Tuesday, December 18, 2012
The GAO released another report on Dodd-Frank rule making and cost benefit analysis, Agencies' Efforts to Analyze and Coordinate Their Rules (GAO-13-101, Dec 18, 2012). Here is a summary:
Federal agencies conducted the regulatory analyses required by various federal statutes for all 54 regulations issued pursuant to the Dodd-Frank Wall Street Reform and Consumer Protection Act (Dodd-Frank Act) that GAO reviewed. As part of their analyses, the agencies generally considered, but typically did not quantify or monetize, the benefits and costs of these rules. Most of the federal financial regulators, as independent regulatory agencies, are not subject to executive orders that require comprehensive benefit-cost analysis in accordance with guidance issued by the Office of Management and Budget (OMB). Although most financial regulators are not required to follow OMB's guidance, they told GAO that they attempt to follow it in principle or spirit. GAO's review of selected rules found that regulators did not consistently follow key elements of the OMB guidance in their regulatory analyses. For example, while some regulators identified the benefits and costs of their chosen regulatory approach in proposed rules, they did not evaluate their chosen approach compared to the benefits and costs of alternative approaches. GAO previously recommended that regulators more fully incorporate the OMB guidance into their rulemaking policies, and the Office of Comptroller of the Currency and the Securities and Exchange Commission have done so. By not more closely following OMB's guidance, other financial regulators continue to miss an opportunity to improve their analyses.
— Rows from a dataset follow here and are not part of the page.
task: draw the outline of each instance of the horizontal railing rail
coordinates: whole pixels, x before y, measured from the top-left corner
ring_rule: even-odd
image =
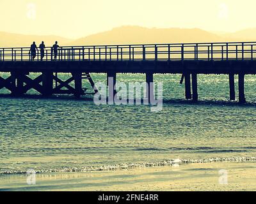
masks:
[[[29,47],[0,48],[0,61],[31,61]],[[54,60],[51,47],[35,61]],[[224,61],[256,59],[256,42],[60,47],[57,61]]]

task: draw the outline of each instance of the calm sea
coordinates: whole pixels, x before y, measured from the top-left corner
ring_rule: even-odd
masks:
[[[104,75],[92,76],[106,82]],[[118,75],[117,80],[145,78]],[[156,113],[146,105],[96,106],[72,96],[0,98],[0,171],[255,156],[256,76],[246,76],[246,105],[227,103],[224,75],[199,76],[201,102],[186,103],[180,78],[155,76],[163,82],[164,99]]]

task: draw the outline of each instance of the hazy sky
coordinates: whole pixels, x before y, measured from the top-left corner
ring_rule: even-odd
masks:
[[[255,0],[0,0],[0,31],[76,38],[121,26],[256,27]]]

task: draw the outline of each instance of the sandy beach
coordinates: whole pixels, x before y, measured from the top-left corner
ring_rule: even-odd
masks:
[[[0,191],[256,191],[256,163],[36,174],[35,185],[27,184],[26,175],[0,178]]]

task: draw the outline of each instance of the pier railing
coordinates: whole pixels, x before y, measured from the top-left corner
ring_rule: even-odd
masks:
[[[29,47],[0,48],[0,61],[31,61]],[[46,47],[44,61],[54,59]],[[256,59],[256,42],[61,47],[57,61],[224,61]],[[35,61],[41,61],[40,51]]]

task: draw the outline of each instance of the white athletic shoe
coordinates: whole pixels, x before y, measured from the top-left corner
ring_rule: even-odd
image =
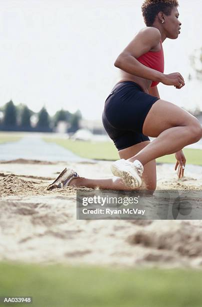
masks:
[[[79,176],[76,172],[72,169],[66,168],[56,179],[46,188],[46,190],[53,190],[68,187],[70,185],[70,183],[72,180],[77,177],[79,177]]]
[[[139,188],[142,185],[141,177],[144,169],[138,160],[134,162],[124,159],[117,160],[112,165],[111,170],[114,176],[122,178],[128,187]]]

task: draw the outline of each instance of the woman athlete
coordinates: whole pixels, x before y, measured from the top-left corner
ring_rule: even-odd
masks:
[[[188,112],[161,99],[157,88],[160,82],[178,89],[184,86],[180,73],[164,73],[162,44],[180,33],[178,6],[177,0],[146,0],[142,10],[146,27],[115,61],[121,78],[106,98],[102,114],[104,126],[120,158],[112,166],[114,176],[90,179],[66,169],[48,189],[74,185],[132,190],[144,181],[145,188],[154,191],[155,159],[172,154],[175,154],[178,177],[183,177],[186,160],[182,149],[200,139],[202,126]],[[156,138],[150,142],[148,136]]]

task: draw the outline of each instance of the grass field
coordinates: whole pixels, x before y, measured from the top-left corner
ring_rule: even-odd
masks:
[[[32,296],[37,307],[202,305],[200,270],[2,262],[0,271],[0,296]]]
[[[48,137],[44,137],[43,139],[46,142],[56,143],[84,158],[100,160],[116,160],[118,159],[117,150],[113,143],[110,141],[74,141]],[[185,148],[184,152],[187,163],[202,166],[202,150]],[[159,163],[175,163],[176,161],[174,155],[165,156],[156,159],[156,162]]]
[[[12,132],[0,132],[0,144],[8,142],[16,142],[22,138],[21,136],[16,135]]]

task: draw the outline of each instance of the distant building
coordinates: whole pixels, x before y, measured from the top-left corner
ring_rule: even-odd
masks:
[[[54,130],[58,133],[66,133],[70,126],[70,124],[64,120],[59,120]]]
[[[80,127],[88,129],[94,134],[106,134],[106,131],[100,119],[88,120],[81,119],[80,123]]]

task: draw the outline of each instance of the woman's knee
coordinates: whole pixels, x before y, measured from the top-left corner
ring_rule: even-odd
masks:
[[[196,118],[188,126],[188,132],[193,143],[198,141],[202,137],[202,127]]]

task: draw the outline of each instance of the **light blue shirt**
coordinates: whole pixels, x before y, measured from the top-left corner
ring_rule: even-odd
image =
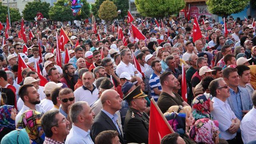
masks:
[[[65,144],[94,144],[90,136],[90,130],[86,132],[73,124],[69,134],[67,136]]]
[[[225,140],[232,140],[236,135],[236,133],[231,134],[228,131],[230,127],[232,119],[235,120],[236,117],[226,100],[223,102],[218,98],[214,97],[212,99],[214,102],[213,110],[211,114],[214,120],[219,122],[219,128],[220,132],[220,138]]]
[[[230,96],[232,100],[234,106],[233,111],[235,113],[236,117],[241,121],[242,118],[243,112],[242,111],[243,109],[240,95],[240,90],[238,87],[237,88],[237,93],[236,93],[236,92],[231,88],[229,89],[229,92],[230,92]]]
[[[117,124],[117,122],[116,122],[116,121],[118,118],[118,116],[117,115],[117,114],[115,113],[115,114],[114,114],[113,116],[112,114],[110,114],[109,112],[103,110],[103,109],[101,109],[101,111],[102,111],[102,112],[103,112],[105,113],[112,120],[112,121],[113,121],[113,122],[114,122],[114,124],[115,124],[115,125],[116,127],[116,129],[117,129],[117,130],[118,130],[118,132],[119,133],[119,134],[120,134],[120,135],[122,136],[122,134],[120,132],[120,129],[119,129],[119,127],[118,126],[118,124]]]

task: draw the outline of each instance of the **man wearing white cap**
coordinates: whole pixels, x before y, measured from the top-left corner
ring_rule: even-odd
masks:
[[[55,58],[54,58],[54,55],[52,53],[47,53],[44,56],[44,60],[46,62],[47,61],[50,61],[54,63],[54,64],[55,64]],[[55,64],[54,64],[54,66],[59,70],[59,72],[60,72],[60,75],[62,76],[63,74],[63,72],[62,69],[61,68],[60,66]],[[49,69],[50,69],[50,68]],[[46,75],[48,72],[48,71],[45,70],[45,67],[44,67],[44,68],[43,69],[43,76]]]
[[[50,110],[54,106],[51,97],[52,91],[56,88],[61,87],[62,85],[61,83],[56,84],[53,82],[47,82],[44,86],[44,92],[46,98],[41,101],[40,105],[46,112]]]
[[[199,75],[202,78],[202,80],[201,80],[201,82],[195,87],[193,94],[194,97],[197,96],[197,95],[199,94],[204,93],[204,88],[202,84],[201,84],[203,78],[207,76],[212,76],[212,72],[215,70],[211,70],[211,69],[207,66],[204,66],[200,68],[199,70]]]
[[[9,65],[4,69],[4,70],[12,71],[12,68],[14,64],[17,64],[17,56],[14,54],[12,54],[8,56],[7,61],[9,62]]]
[[[130,50],[124,50],[120,52],[121,62],[117,66],[116,72],[120,76],[123,72],[127,72],[130,76],[136,76],[142,77],[142,74],[130,63],[132,60],[132,54]]]

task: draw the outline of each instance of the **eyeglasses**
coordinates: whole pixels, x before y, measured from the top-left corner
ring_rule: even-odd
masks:
[[[74,99],[75,97],[73,97],[68,98],[64,98],[62,100],[60,99],[60,100],[63,102],[67,102],[68,100],[69,100],[70,102],[72,102]]]
[[[226,85],[226,86],[224,86],[223,87],[222,87],[221,88],[218,88],[218,90],[220,90],[220,89],[222,89],[222,88],[225,88],[226,89],[226,88],[228,88],[228,85]]]

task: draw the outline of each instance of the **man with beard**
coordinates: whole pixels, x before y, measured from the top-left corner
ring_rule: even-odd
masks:
[[[62,83],[60,81],[60,74],[57,68],[53,67],[50,68],[48,71],[48,76],[50,81],[53,82],[56,84],[59,83],[62,84],[62,86],[61,86],[62,88],[68,87],[68,86],[66,84]]]
[[[93,74],[96,80],[100,78],[107,76],[107,72],[105,70],[105,68],[101,66],[96,67],[93,69]]]
[[[34,79],[33,78],[31,78]],[[40,103],[40,96],[39,94],[37,92],[37,90],[32,84],[24,84],[21,86],[19,91],[19,96],[24,102],[24,105],[16,116],[15,118],[16,125],[22,114],[27,110],[36,110],[42,114],[44,113],[44,111],[41,107],[36,105]]]
[[[75,70],[72,64],[69,63],[65,64],[63,66],[63,77],[60,80],[60,82],[65,83],[68,88],[73,90],[75,84],[77,82],[77,79],[74,77]]]
[[[98,51],[96,51],[92,54],[94,62],[89,68],[89,71],[91,72],[93,72],[93,69],[96,67],[100,66],[101,65],[101,55],[100,52]]]
[[[90,106],[97,100],[98,90],[93,84],[95,80],[92,72],[86,72],[83,74],[83,86],[74,92],[76,102],[84,101],[88,103]]]

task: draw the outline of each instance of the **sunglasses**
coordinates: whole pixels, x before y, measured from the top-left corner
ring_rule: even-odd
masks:
[[[68,98],[64,98],[63,99],[60,99],[60,100],[63,102],[67,102],[68,100],[69,100],[70,102],[72,102],[74,99],[75,97],[73,97]]]

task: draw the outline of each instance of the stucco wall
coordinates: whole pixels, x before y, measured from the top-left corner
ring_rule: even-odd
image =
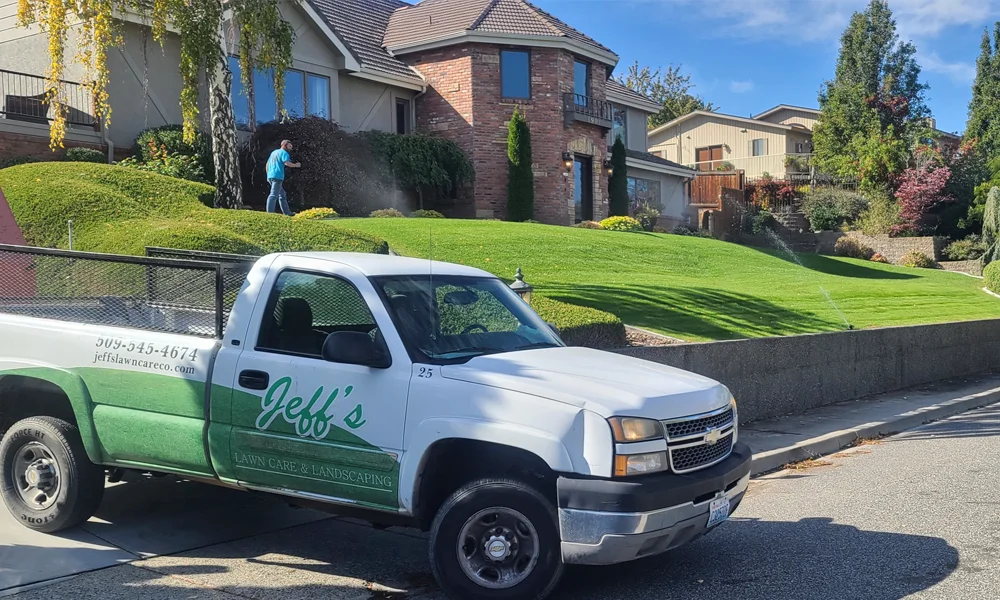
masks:
[[[1000,319],[619,352],[725,384],[746,423],[1000,369]]]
Federal financial agencies continue to coordinate on rulemakings informally in order to reduce duplication and overlap in regulations and for other purposes, but interagency coordination does not necessarily eliminate the potential for differences in related rules. Agencies coordinated on 19 of the 54 substantive regulations that GAO reviewed. For most of the 19 regulations, the Dodd-Frank Act required the agencies to coordinate, but agencies also voluntarily coordinated with other U.S. and international regulators on some of their rulemakings. According to the regulators, most interagency coordination is informal and conducted at the staff level. GAO's review of selected rules shows that differences between related rules may remain even when coordination occurs. According to regulators, such differences may result from differences in their jurisdictions or the markets. Finally, the Financial Stability Oversight Council (FSOC) has not yet implemented GAO's previous recommendation to work with regulators to establish formal interagency coordination policies.
Most Dodd-Frank Act regulations have not been finalized or in place for sufficient time for their full impacts to materialize. Recognizing these and other limitations, GAO took a multipronged approach to assess the impact of some of the act's provisions and rules, with an initial focus on the act's systemic risk goals. First, GAO developed indicators to monitor changes in certain characteristics of U.S. bank holding companies subject to enhanced prudential regulation under the Dodd-Frank Act (U.S. bank SIFIs). Although the indicators do not identify causal links between their changes and the act--and many other factors can affect SIFIs--some indicators suggest that since 2010 U.S. bank SIFIs, on average, have decreased their leverage and enhanced their liquidity. Second, empirical results of GAO's regression analysis suggest that, to date, the act may have had little effect on U.S. bank SIFIs' funding costs but may have helped improve their safety and soundness. GAO plans to update its analyses in future reports, including adding indicators for other Dodd-Frank Act provisions and regulations.